A Company Bigger than the Nation Itself
Eesti Energia, once a local electric monopoly, has grown to be an international energy concern. Operating abroad under the name Enefit, the company recently purchased the largest privately-owned shale reserves in the state of Utah. ERR News spoke with Eesti Energia CEO Sandor Liive.
Eesti Energia claims its oil shale retorting technology is “the only commercially proven technology available.” My understanding is that some parts of your Utah lease are on US government R&D land and that if your technology can be proven in the United States, you stand a chance of getting access to vast oil shale reserves on US government land holding 70 percent of the world’s oil shale resources. If what you claim about the technology is true, then we’re talking about very significant sums of money. Is that correct?
What you describe is the potential big, big upside. Let’s describe now the bad, bad downside. We spent 29 million euros to buy it, and if we don’t get all the permits and paperwork, then we’d be unable to do anything except use it for hunting. Those are the two extremes. Reality, of course, and our plan, is in between.
Estonia has more than 90 years experience in oil shale. We started in the 1920s with oil. Post World War II, in 1950, a pilot plant was built to employ a new technology using a solid heat carrier. In 1980 it was scaled up many times, and two units of Russian design were built in the Narva region. But the units didn’t work properly. During the last five years we have devoted attention to it, changed many components, and made this updated design work. Last year, these two units produced more than one million barrels of shale oil. Not per day, unfortunately, but per year.
For the Enefit-280 [retort] we are constructing now, we combined our physical operation experience with Outotec, a German-Finnish company, and their experience with scaling up. We scaled up twice the existing facility, making it efficient and more environmentally friendly, including a 35-megawatt power generation unit. Next year in April construction will be complete. If that is successful, we’ll build at least two more units in Estonia. Our aim is to have 20,000 barrels per day in Estonia. Our aim is to prove this technology by 2016 and it will be the model for further development of technology in our other projects such as Jordan and the United States.
What makes us different is that other commercial-scale technologies use gas as the heat carrier and space between oil shale pieces is required for the gas to get through. Other technologies use only the big pieces of shale - about one-third of the mined product is small particles and they just put it aside or put it back in the mine. Other technologies are not able to process all the oil shale, but we are.

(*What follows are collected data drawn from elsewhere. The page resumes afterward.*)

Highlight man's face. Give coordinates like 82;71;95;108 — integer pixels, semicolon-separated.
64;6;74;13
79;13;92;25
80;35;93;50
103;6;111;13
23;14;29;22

And that’s what led us to America.
What is your current status in the US?
There are no licenses in place to mine and we’re applying. I think that will take at least four years in the US. The design has not been tested yet, and the technology we will apply there is a further development of our existing technology in Estonia and so isn’t fully proven yet. We’re optimistic. We’ve tested the oil shale in labs and we’ll soon test it in our bench-scale pilot which we have with Outotec in Frankfurt, a copy of our Enefit-280.
You paid 29 million euros for the Utah lease and have announced you’ll spend another 77 million there by 2016. How close does that money get you to actual production?
Up to 100 million euros, basically 100 million dollars, is for paperwork mainly. There is no construction for this money. It’s design and additional geological surveys if needed. The number in our Jordan project is roughly similar.
Your ambition in the US is to produce 57,000 barrels per day?
Roughly, yes. That figure is coming from the previous business plan and could change. Minimum is normally 20,000 to 30,000 barrels.
Developing oil shale deposits can succeed only when your production costs come in below the price of crude oil. I’ve read that a RAND Corporation survey concluded that the crude oil price would need to stay above 70 to 95 dollars per barrel for oil shale production to be viable. Assuming your technology proves out as you expect, what does the price of crude oil need to be for you to make money with your technology?
In the case of Estonia, where our construction is in its final phase and we have signed contracts, we’ll be well off when crude oil is at 60 dollars per barrel. In the US, it will be higher, say 70 dollars.
Assume 2016 arrives and your paperwork is in order, you’re licensed to produce in the US, and your technology works as you expect. I’ve read estimates that you may need a billion dollars to invest over 10 or 12 years. Eesti Energia’s CFO has said in an interview that you may be looking for a partner. Is going public through an IPO off the table as an option? Has the government ruled that out?
First of all, don’t link an IPO with the American project. We have huge investments in Estonia, and we require new equity for those. Discussion is going on at the moment. I don’t believe that an IPO would come just because we’d like to invest in the US.
Concerning the American project, with foreign projects our idea is to be a project developer. In Jordan, we spent roughly three million dollars, got the concession, sold one-third of the company at a ten-times higher valuation than the money we spent. We own 65 percent of the project.
We grab land, a resource, and we turn it into a reserve. In the US, we will have to do the same. The logic is simple: the more the project is advanced the higher the value; the earlier you sell the less you get. Theoretically, it could happen that after five years, maybe the financial community believes in it, and will lend us three billion dollars against our 2.1 billion barrels [Utah resource, -ed.]. Or somebody comes and says he’s happy to take 30 percent for two billion. We can’t exclude it.
The beauty of the US project is that we are fully in control of time. We have no obligation to do anything. If we don’t like the baseline measurement after a year and a half, or if we don’t like US energy policy at the time, we have enough time to wait. We are not in a hurry. Time is not ticking with this concession.
If Estonia really has some industry which is unique, you can make a company bigger than Estonia. One of the problems with Estonia is that sometimes our ambitions are too low. People like to talk about risks and not about opportunities.
To make an Estonian company bigger than the nation itself, is that a concrete goal you actively discuss around here?
We’re not discussing it; we’re just doing it.
You’ve come under a lot of criticism because of your salary [157,000 euros per year, -ed.], which is high by local standards, but rather modest by international standards. To handle big projects like this requires continuity, employees who stick around a while. Does the controversy over what you can pay yourself or what you can pay others get in the way of growing the business?
So far I’ve been successful in hiring foreigners at very high Estonian salaries. But it is an issue. If we’re working internationally we can’t get stuck comparing my salary with the prime minister’s.
But you’re sending people out to negotiate deals worth hundreds of millions of euros. If that person is earning a salary which is not competitive, isn’t that a scenario which could potentially invite corruption? And I don’t pose this as an Eesti Energia question, but rather one concerning all big state businesses. Is there a solution on the horizon?
Part of the problem is that we used to be a local electric monopoly and we have become an international energy company, but in most people’s minds we are still the local electric monopoly.
When I joined in 1998 as CFO, there was no investment, a liquidity crisis, and people were not motivated. Some people told me they were afraid to say in public where they worked. We have turned the company around and people are proud of it. When the prime minister goes abroad he says Estonia has IT and oil shale. Eesti Energia has been the most attractive employer in Estonia for two years. I think attitudes toward compensation are starting to change. If not, development will stop.
The solution is that we have entrepreneurs on the supervisory board. And there has to be an understanding on the supervisory board, in government, and in the general public that energy has become big business.